For medieval and early modern Christians, the problem of the lie was the problem of human existence itself. To ask "Is it ever acceptable to lie?" was to ask how we, as sinners, should live in a fallen world. As it turns out, the answer to that question depended on who did the asking. The Devil Wins uncovers the complicated history of lying from the early days of the Catholic Church to the Enlightenment, revealing the diversity of attitudes about lying by considering the question from the perspectives of five representative voices—the Devil, God, theologians, courtiers, and women. Examining works by Augustine, Bonaventure, Martin Luther, Madeleine de Scudéry, Jean-Jacques Rousseau, and a host of others, Dallas G. Denery II shows how the lie, long thought to be the source of worldly corruption, eventually became the very basis of social cohesion and peace.
PUBLISHERS WEEKLY
Denery (Seeing and Being Seen in the Later Medieval World), an associate professor of history at Bowdoin College, takes a thoughtful, if academic, stroll through the complicated and pervasive art of lying: "With one notable exception, it is not a history of specific lies, of who said what to whom, but a history of responses to a very fundamental, if straightforward, question: Is it ever acceptable to lie?" He looks back at a number of historical, theological, and philosophical arguments to trace the evolution of responses and cultural shifts.
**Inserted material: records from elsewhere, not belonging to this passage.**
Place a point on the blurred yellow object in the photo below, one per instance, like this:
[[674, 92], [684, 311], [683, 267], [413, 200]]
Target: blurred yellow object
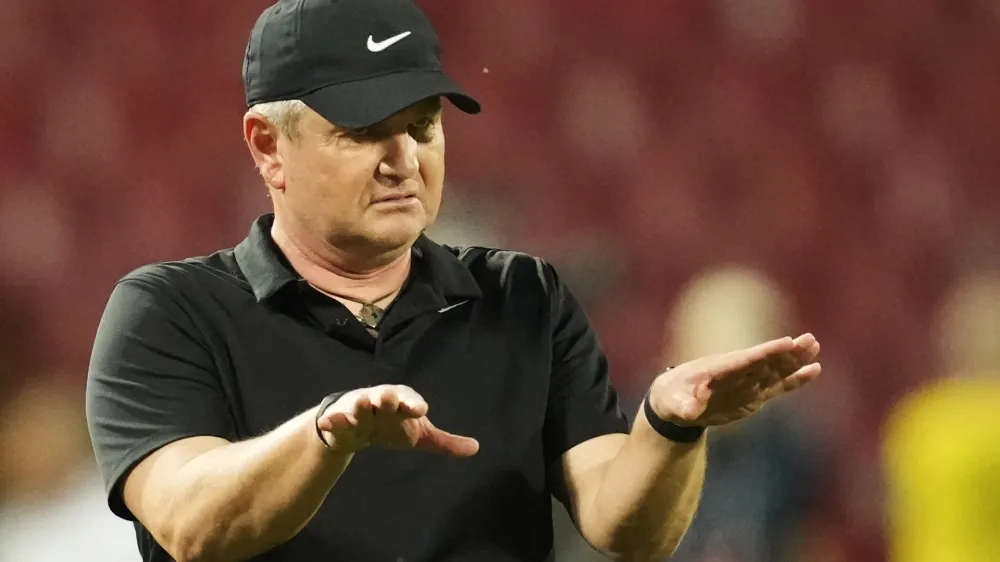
[[942, 457]]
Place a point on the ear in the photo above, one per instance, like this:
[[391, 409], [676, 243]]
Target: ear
[[262, 140]]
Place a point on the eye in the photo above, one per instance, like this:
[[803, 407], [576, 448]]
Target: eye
[[423, 130]]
Denery studies the attempts to interpret the Devil's actions in the Garden of Eden, the debate over whether God can lie, and finally, when it's acceptable for mere mortals to bend the truth. "This is a book about the problem of lying as it appeared to people from the fourth until the eighteenth centuries," he notes, as well as "how the problem of lying became our problem." Though it's a fascinating topic, this is a deep piece written for scholars and academics: complicated, dense, and slow. It has much to offer those who can penetrate Denery's style, as he writes from a true expert's position, but casual readers may have issues.